Well, it appears that my machine doesn't want to do double-needle work. The peg for holding the second spool of thread is broken, so the second spool must sit on the table beside the machine. I think this is messing up the tension as the two threads go through all the parts, hooks, and tension plates.
Or maybe my machine, usually somewhat picky about preferring only Singer needles, doesn't want to play witht the Schmetz universal double-needle I bought.
Either way, it looks like I may be free-handing the double topstitching for any jeans I make. Today I started assembling the muslin/test garment. Good chance to play around with the topstitching and see how homemade the top stitching looks if I do it without a double-needle.

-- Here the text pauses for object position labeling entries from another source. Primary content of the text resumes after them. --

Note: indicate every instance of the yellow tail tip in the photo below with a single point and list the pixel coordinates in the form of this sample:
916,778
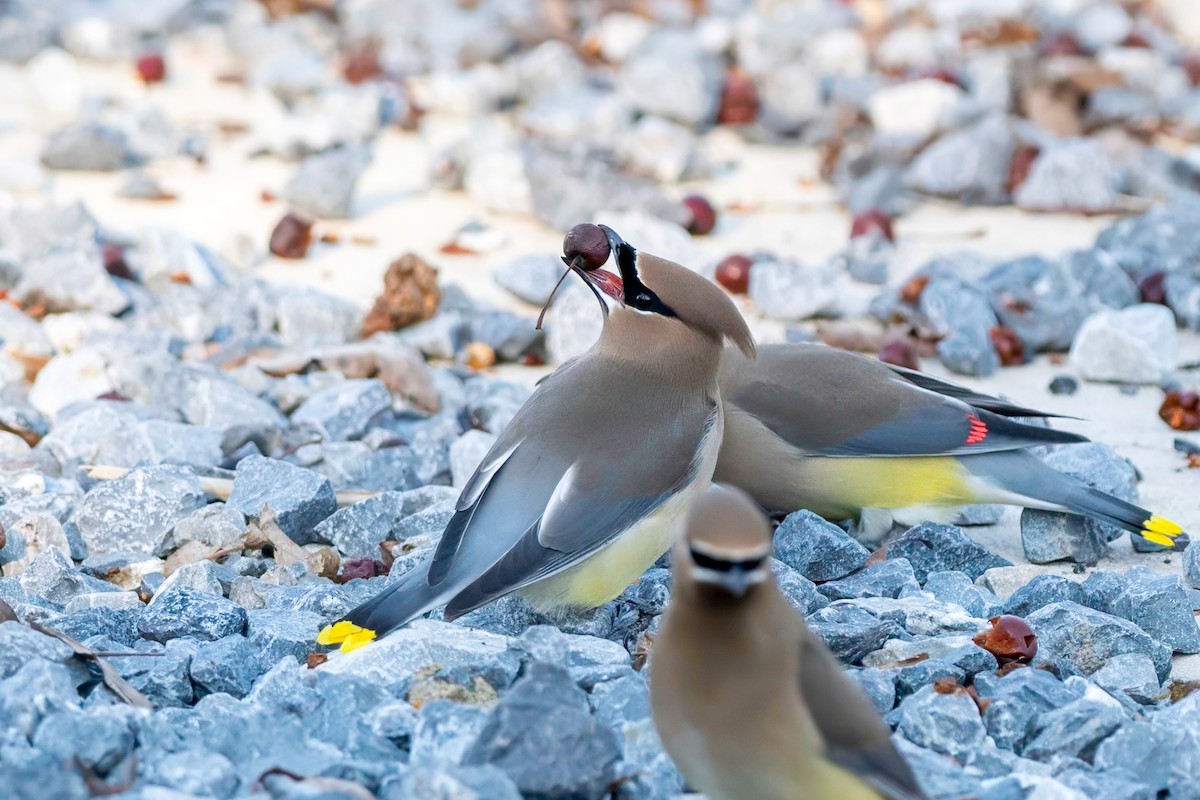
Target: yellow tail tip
1161,525
346,633
1157,539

Suprisingly, it's not too terrible! If I do all the topstitiching on the muslin, I'll have gotten a lot of practice before I start my first for-real pair of jeans.
And here was my stopping place as of 8 am this morning (Most mornings I get up at about 6 am and sew for an hour or so). I've decided to not do the topstitching on the right-hand side of the pants, so I can rip that side down to do alterations and pattern adjustments. The top stitching at the yoke on the left side is done with ordinary thread, not my topstitching thread, so as to save the more-expensive top-stitching thread for the final jeans. I also took the precaution of NOT sewing the pockets in place on my muslin, so that I can play around with the pocket placement. (Because pocket placement is key to avoiding the dreaded Mom Jeans Look.)
The yoke construction is pretty neat. You take this piece of fabric that's shaped kind of like half a boomerang, stitch it to the pants back, and BOOM! MAGIC! the rear of the pants now has a curve for your rear end. This is one of the things that I get such a kick out of when sewing: these flat pieces of fabric take on three dimensions when you stitch them together.